Swallow maneuvers are ‘abnormal’ variants on the normal swallow intended to improve the safety or efficiency of swallow function. Various swallow maneuvers have been suggested to address different physiologic swallowing deficits. Swallow maneuvers can be used as short- term compensations but many have also been used as swallow rehabilitative strategies. Different maneuvers are intended to address different aspects of the impaired swallow. For example, the supraglottic and super supraglottic swallow techniques both incorporate a voluntary breath hold and related laryngeal closure to protect the airway during swallowing [7]. The Mendelsohn maneuver is intended to extend opening or more appropriately relaxation of the upper esophageal sphincter [15]. Finally, the effortful or ‘hard’ swallow is intended to increase swallow forces on bolus materials with the result of less residue or airway compromise [16,17] Like postural adjustments, available data on the success of these techniques in patient populations is limited, conflicted, and often comprised of small samples [14-19]. Thus, the best advice for clinicians is to verify the impact of these maneuvers using swallowing imaging studies before introducing any of them as compensatory strategies.
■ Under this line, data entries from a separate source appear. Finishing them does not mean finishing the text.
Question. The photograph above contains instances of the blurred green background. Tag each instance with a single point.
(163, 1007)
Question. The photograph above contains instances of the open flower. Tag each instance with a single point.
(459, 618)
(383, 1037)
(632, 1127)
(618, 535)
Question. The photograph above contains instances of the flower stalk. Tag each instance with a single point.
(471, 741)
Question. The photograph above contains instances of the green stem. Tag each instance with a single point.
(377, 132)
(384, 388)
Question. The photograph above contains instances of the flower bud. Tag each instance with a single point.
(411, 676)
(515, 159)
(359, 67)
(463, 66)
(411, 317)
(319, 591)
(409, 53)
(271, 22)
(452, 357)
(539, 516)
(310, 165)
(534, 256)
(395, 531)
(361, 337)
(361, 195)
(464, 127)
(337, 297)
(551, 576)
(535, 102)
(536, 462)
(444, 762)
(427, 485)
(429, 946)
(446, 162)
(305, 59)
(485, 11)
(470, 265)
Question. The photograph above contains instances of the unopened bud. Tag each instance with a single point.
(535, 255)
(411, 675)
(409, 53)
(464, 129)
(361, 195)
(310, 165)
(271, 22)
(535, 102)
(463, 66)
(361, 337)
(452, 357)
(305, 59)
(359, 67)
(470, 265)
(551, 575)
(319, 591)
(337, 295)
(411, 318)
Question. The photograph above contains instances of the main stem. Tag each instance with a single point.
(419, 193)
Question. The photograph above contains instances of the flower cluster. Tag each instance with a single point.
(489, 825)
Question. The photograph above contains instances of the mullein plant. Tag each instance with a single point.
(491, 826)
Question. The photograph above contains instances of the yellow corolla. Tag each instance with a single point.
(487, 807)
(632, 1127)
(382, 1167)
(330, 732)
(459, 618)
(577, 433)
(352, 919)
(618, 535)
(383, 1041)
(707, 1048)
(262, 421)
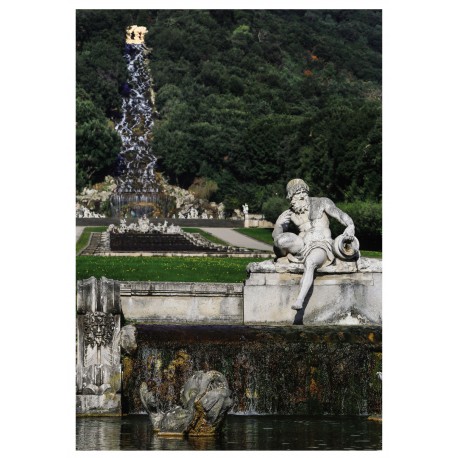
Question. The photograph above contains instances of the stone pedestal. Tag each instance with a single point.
(98, 365)
(344, 293)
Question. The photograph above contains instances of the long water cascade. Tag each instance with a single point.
(136, 190)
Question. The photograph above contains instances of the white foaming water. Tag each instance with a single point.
(137, 160)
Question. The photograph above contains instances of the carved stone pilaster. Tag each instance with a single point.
(98, 366)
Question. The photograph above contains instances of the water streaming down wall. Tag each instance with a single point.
(136, 188)
(271, 370)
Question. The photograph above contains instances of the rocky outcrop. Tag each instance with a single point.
(205, 400)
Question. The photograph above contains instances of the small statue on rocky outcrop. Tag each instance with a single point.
(205, 399)
(301, 235)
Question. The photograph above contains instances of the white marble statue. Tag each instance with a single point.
(301, 234)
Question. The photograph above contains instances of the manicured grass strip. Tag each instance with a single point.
(263, 234)
(86, 234)
(139, 268)
(210, 237)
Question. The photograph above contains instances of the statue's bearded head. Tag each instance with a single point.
(297, 193)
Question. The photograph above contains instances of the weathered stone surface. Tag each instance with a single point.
(98, 363)
(108, 404)
(335, 298)
(175, 302)
(205, 400)
(360, 265)
(129, 339)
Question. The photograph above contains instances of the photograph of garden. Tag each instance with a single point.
(229, 229)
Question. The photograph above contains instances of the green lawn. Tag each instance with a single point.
(262, 234)
(210, 237)
(84, 238)
(142, 268)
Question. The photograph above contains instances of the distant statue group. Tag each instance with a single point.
(301, 234)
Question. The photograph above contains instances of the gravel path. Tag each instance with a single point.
(236, 238)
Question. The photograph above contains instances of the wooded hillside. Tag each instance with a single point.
(246, 99)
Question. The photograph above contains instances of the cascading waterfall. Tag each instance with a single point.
(136, 188)
(279, 370)
(136, 158)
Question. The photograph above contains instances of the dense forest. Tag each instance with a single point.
(246, 100)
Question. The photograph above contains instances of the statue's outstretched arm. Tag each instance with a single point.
(282, 224)
(331, 209)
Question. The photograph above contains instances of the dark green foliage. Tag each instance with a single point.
(250, 99)
(273, 207)
(97, 143)
(367, 217)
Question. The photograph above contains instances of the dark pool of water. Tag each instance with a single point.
(240, 432)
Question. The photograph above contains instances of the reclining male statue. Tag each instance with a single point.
(312, 243)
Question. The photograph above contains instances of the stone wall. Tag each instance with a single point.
(347, 293)
(182, 303)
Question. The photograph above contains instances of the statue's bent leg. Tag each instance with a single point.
(288, 243)
(316, 258)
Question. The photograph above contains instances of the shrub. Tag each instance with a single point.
(273, 207)
(367, 217)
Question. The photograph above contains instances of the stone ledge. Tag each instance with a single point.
(148, 288)
(361, 265)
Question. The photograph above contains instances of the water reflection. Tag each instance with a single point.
(239, 433)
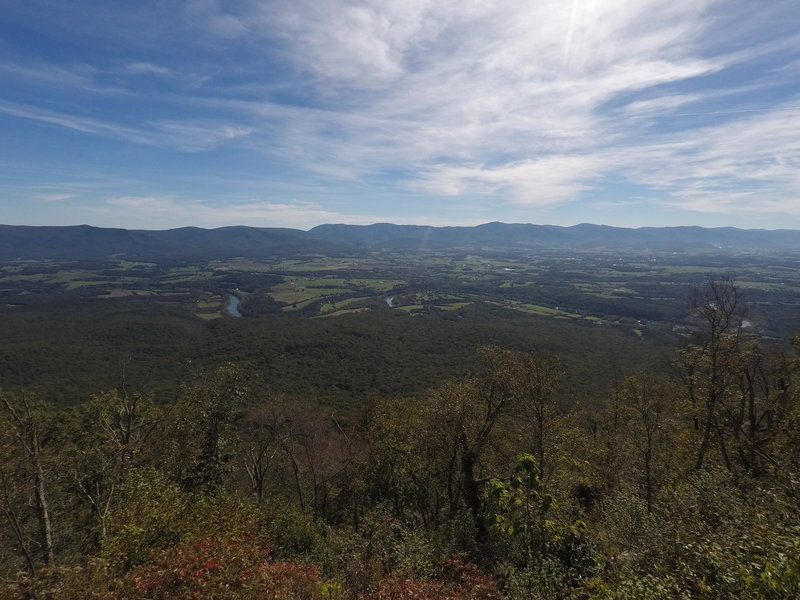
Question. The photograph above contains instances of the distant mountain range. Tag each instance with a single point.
(86, 242)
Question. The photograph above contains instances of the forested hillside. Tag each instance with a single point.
(490, 484)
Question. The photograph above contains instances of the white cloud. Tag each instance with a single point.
(145, 68)
(55, 197)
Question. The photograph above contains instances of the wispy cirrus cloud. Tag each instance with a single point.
(515, 103)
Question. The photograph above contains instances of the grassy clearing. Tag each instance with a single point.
(409, 308)
(330, 307)
(346, 311)
(376, 285)
(292, 292)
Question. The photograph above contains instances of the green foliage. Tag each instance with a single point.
(147, 514)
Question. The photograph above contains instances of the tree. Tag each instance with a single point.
(517, 388)
(22, 429)
(737, 394)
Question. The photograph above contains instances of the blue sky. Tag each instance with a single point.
(292, 113)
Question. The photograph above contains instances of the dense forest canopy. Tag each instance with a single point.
(487, 484)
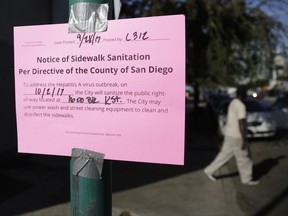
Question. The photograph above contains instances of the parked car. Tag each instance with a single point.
(259, 120)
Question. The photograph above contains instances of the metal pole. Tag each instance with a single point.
(90, 187)
(91, 195)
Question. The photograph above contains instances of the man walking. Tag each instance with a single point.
(235, 143)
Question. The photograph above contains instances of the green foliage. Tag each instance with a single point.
(226, 40)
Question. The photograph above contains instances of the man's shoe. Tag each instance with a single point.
(251, 183)
(210, 176)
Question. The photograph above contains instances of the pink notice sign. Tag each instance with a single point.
(119, 92)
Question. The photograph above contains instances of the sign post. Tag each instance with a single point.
(120, 92)
(90, 191)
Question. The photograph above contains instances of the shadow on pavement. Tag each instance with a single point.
(30, 182)
(265, 166)
(267, 209)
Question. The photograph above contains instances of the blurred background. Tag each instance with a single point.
(228, 42)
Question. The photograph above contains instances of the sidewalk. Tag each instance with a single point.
(170, 190)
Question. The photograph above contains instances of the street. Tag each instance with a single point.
(37, 185)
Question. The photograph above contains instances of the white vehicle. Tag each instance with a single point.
(259, 120)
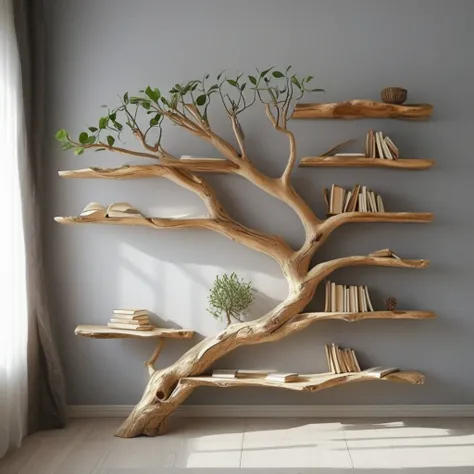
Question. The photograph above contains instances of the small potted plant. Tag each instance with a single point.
(230, 297)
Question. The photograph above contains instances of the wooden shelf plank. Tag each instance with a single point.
(423, 217)
(307, 382)
(363, 162)
(150, 171)
(104, 332)
(358, 108)
(360, 316)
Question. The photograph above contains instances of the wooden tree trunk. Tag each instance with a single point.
(166, 390)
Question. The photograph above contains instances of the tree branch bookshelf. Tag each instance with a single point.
(170, 386)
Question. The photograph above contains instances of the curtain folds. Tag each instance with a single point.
(46, 392)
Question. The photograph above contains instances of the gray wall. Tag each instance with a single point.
(100, 48)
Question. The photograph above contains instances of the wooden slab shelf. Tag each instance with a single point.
(308, 382)
(363, 162)
(104, 332)
(361, 316)
(359, 108)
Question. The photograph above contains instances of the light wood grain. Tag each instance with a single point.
(359, 108)
(307, 382)
(362, 162)
(105, 332)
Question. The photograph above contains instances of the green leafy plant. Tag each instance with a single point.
(230, 297)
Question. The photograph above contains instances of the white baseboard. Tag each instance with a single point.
(286, 411)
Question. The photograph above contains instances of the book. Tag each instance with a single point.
(372, 147)
(384, 253)
(283, 377)
(367, 298)
(393, 149)
(122, 209)
(339, 298)
(128, 317)
(379, 372)
(378, 141)
(331, 367)
(94, 211)
(251, 373)
(347, 201)
(146, 327)
(327, 301)
(224, 373)
(134, 312)
(380, 206)
(334, 351)
(361, 299)
(130, 322)
(333, 297)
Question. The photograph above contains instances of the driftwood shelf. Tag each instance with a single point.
(362, 162)
(358, 108)
(308, 383)
(104, 332)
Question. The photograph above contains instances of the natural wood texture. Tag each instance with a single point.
(105, 332)
(362, 316)
(150, 171)
(308, 382)
(362, 162)
(358, 108)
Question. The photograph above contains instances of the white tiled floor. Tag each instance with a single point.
(418, 446)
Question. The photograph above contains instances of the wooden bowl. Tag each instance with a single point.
(394, 95)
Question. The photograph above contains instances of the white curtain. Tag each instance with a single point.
(13, 307)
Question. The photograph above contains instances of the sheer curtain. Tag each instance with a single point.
(13, 297)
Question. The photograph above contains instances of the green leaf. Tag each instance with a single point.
(103, 122)
(83, 137)
(201, 100)
(264, 73)
(61, 135)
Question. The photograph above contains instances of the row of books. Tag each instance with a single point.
(347, 299)
(271, 375)
(359, 199)
(130, 319)
(378, 146)
(341, 361)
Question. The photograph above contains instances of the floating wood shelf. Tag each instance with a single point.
(352, 109)
(307, 382)
(361, 316)
(149, 171)
(164, 222)
(104, 332)
(363, 162)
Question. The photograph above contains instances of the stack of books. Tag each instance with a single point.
(359, 199)
(341, 361)
(347, 299)
(130, 319)
(378, 146)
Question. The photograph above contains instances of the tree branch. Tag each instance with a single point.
(322, 270)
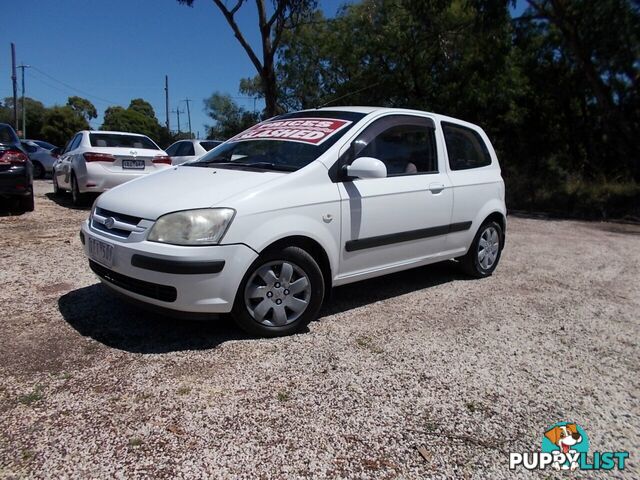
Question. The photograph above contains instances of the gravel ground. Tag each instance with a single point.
(468, 369)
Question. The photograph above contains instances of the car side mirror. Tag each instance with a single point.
(366, 167)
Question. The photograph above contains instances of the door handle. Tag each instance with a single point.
(436, 188)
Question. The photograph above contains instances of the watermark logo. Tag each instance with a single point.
(565, 446)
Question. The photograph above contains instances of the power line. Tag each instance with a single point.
(110, 102)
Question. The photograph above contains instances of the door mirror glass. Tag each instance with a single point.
(366, 167)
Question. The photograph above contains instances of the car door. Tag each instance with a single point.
(63, 170)
(390, 223)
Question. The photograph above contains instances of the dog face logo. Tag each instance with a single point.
(567, 438)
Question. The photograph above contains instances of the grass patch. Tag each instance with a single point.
(32, 397)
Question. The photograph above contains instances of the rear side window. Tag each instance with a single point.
(465, 147)
(125, 141)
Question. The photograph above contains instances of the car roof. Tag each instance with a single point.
(112, 132)
(370, 110)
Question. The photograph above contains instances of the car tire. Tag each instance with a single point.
(266, 305)
(77, 198)
(484, 254)
(38, 170)
(26, 204)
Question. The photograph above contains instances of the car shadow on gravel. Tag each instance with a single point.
(96, 312)
(362, 293)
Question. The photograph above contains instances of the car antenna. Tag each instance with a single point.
(348, 95)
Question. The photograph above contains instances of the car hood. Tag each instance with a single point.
(181, 188)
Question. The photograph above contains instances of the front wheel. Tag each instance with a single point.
(280, 294)
(484, 254)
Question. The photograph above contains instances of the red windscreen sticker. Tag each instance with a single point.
(305, 130)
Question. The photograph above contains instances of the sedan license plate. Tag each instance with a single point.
(133, 164)
(101, 252)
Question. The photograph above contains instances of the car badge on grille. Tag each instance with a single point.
(110, 222)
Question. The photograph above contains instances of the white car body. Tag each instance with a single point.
(188, 150)
(109, 165)
(357, 228)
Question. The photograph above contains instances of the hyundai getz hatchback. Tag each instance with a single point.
(266, 223)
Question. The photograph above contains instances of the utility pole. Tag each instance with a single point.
(187, 100)
(178, 112)
(166, 100)
(15, 85)
(24, 108)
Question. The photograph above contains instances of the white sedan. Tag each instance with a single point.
(186, 150)
(96, 161)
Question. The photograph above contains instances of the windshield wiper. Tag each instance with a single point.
(269, 166)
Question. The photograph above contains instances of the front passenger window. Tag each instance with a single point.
(406, 145)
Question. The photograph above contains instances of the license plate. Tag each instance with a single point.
(101, 252)
(133, 164)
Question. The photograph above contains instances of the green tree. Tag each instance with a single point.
(128, 120)
(285, 15)
(35, 112)
(61, 123)
(229, 118)
(142, 106)
(83, 107)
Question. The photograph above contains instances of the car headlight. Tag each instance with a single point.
(204, 226)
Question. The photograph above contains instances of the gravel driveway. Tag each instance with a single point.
(468, 369)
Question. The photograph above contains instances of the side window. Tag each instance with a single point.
(187, 149)
(465, 147)
(405, 144)
(173, 149)
(29, 148)
(74, 143)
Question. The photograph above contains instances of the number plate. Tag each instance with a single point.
(101, 252)
(133, 164)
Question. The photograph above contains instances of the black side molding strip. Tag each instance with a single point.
(176, 266)
(371, 242)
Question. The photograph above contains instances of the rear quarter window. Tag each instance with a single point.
(465, 147)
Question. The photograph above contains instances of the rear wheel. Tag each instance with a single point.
(280, 294)
(484, 254)
(77, 198)
(57, 191)
(38, 170)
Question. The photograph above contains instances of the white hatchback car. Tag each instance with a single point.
(265, 224)
(187, 150)
(95, 161)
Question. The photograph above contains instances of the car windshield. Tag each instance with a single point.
(285, 143)
(117, 140)
(208, 145)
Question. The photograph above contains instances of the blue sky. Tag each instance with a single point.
(111, 52)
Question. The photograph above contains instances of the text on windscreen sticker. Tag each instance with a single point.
(306, 130)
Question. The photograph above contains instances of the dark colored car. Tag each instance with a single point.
(16, 170)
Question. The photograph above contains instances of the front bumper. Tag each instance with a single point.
(183, 279)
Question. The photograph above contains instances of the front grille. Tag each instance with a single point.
(123, 226)
(164, 293)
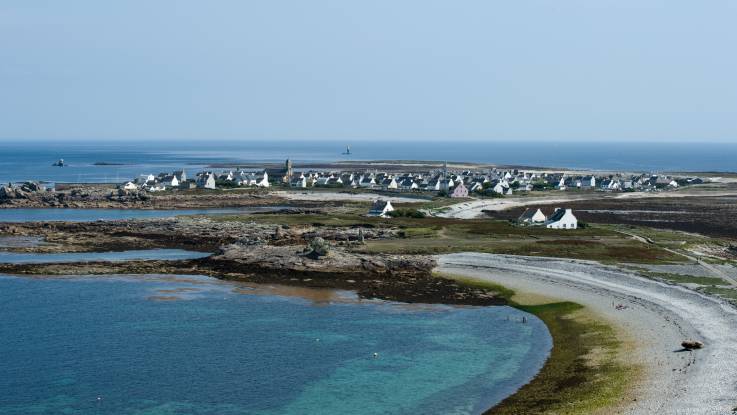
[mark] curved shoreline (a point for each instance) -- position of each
(657, 318)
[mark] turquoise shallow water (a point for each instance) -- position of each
(89, 215)
(142, 254)
(191, 345)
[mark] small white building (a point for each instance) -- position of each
(562, 219)
(206, 181)
(460, 191)
(300, 182)
(381, 208)
(130, 186)
(532, 217)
Also, similar to postural adjustments, no significant research has demonstrated the impact of these maneuvers, when used as compensatory strategies, on nutritional status or pneumonia [20-22].

In the present study there is a significant statistical difference before swallow therapy and after therapy of NOMS & PAS scores and the (96.7%) of patient was got discharged on soft diet along with thin liquids among which few are suggested to continue the swallow maneuver and few are not [23,24]. Patient who has received both active and passive exercises along with compensatory strategies and showed good improvement. However, these exercises can’t improve their compensation in the face of stable oropharyngeal dysfunction. Accordingly, all patients with neurogenic dysphagia, regardless of factors such as age, localization of lesion, time since lesion, type and degree of aspiration, and cognition status, should be considered for swallowing therapy [25]. Swallowing therapy appears to be relatively safe in that there was a low incidence of pneumonia during or within 4-6 weeks following therapy among those patients who achieved oral feeding [26].

On the other hand, patients who had to continue tube feeding were much more likely to suffer pneumonia, presumably because their severely compromised swallowing function not only precluded oral feeding but also predisposed to aspiration of oropharyngeal secretions and/or refluxed tube feedings. In present study all subjects were underwent evaluation by speech-language pathologist with clinical bed side swallow evaluation that included assessment of laryngeal elevation, diet tolerance, and swallowing delay and were then assigned an overall dysphagia severity score [27]. All patients have sever dysphagia in initial clinical swallow bed side evaluation with (100%) graded with severity of dysphagia with NOMS and severity of Aspiration with PAS [28]. Later after swallow therapy (96.7%) of patients were improved their functional swallowing with normal diet on day 45 and graded based on NOMS. Were as in (3.30%) of patients were graded with level-3 based on NOMS at the time of discharge and later they achieved level-7 with in same time period [29,30]. Dietary modification has done based on the patient requirement and comfort.


Early swallow therapy have greater effects on improving the swallowing function based on the clinical NOMS-Level-1-7 rating scale with dysphagia in stroke patients and prevent aspiration. However, large placebo study is required.